The Copyright Office basically says, okay yes, sure that’s what US law and the WIPO treaty say, but let’s just ignore that part because, man, what the law actually says is hellishly inconvenient for what we want it to say. It waves off the “tangible” or “material” objects argument as simply being nonsense, despite the fact that it’s written into both the WIPO Copyright Treaty and US copyright law:
Such a narrow view of the distribution right, of course, would wholly upend protections for copyright owners online and therefore defeat the very purpose of the WIPO Internet Treaties?that is, to confirm exclusive rights for copyright owners in the digital age.
The Copyright Office similarly rejects the other limiting factor on the distribution right under US Copyright law, the part that says that distribution can only be made “by sale or other transfer of ownership, or by rental, lease, or lending.” But, the Copyright Office just laughs that off as well as just being silly talk, despite being what the law actually says.
In fact, the Copyright Office explicitly claims that the distribution right in 106(3) not only includes a making available right, but that it clearly applies to purely digital files. Because it says so:
Within the particular context of downloads, U.S. law provides the making available right through the exclusive right of distribution under Section 106(3). While some courts have failed to find distribution in the absence of evidence of completed transfers, and therefore declined to recognize claims based solely on making copies available to the public for download, the Copyright Office concludes that the appropriate reading of Section 106(3) in the context of making available claims is that it covers offers of access.
In short, the only way to reach the conclusion the Copyright Office reaches is to (1) ignore what the law actually says and (2) add in something that the law does not say. And then say that Congress must have intended it that way.

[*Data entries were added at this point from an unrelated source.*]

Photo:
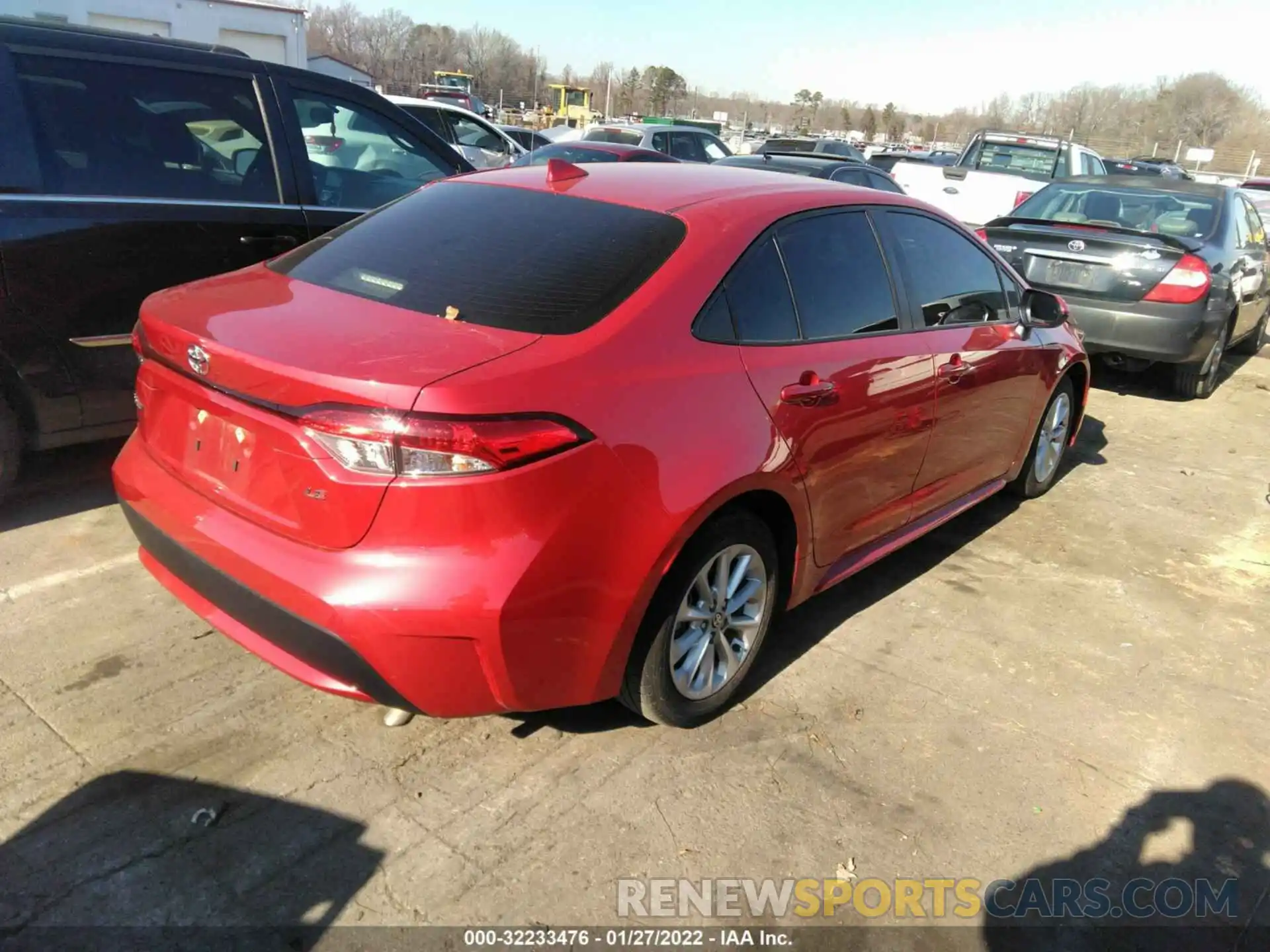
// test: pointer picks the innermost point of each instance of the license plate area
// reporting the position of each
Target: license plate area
(220, 450)
(1066, 274)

There’s a lot more in the full paper which is worth reading, but it looks as though the Copyright Office basically decided to side with Prof. Peter Menell, who has been pushing this theory of making available for a while. This was countered by Prof. Rick Sanders who noted that Menell (who also basically rewrote a key section in the popular Nimmer on Copyright treatise on this subject) appeared to be focusing on what he wanted the law to say rather than what it actually said — and that he appeared to be jumping the gun before the courts had truly decided the issue. This debate has resulted in quite a bit of back and forth sniping at one another. If you feel like really delving into the issue, I’d suggest following a bunch of those links — the last one of which gives a fairly compelling argument for how Menell totally misrepresents the historical arguments he relies on to make his point.

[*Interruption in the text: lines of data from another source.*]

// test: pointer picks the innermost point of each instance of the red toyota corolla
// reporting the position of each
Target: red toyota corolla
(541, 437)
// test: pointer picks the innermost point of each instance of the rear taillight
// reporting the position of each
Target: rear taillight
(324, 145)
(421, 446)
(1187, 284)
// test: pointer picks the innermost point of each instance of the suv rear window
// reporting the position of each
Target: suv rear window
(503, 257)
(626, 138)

Either way, it’s not necessarily a huge surprise that the Copyright Office came down the way it did. In fact, it’s not a surprise at all. But it is at least somewhat disappointing that the Copyright Office has decided that it can create a right that isn’t written into the law and insist that must be what Congress meant all along, while at the same time ignoring the stuff that is written in the law and saying that couldn’t possibly have been what Congress meant.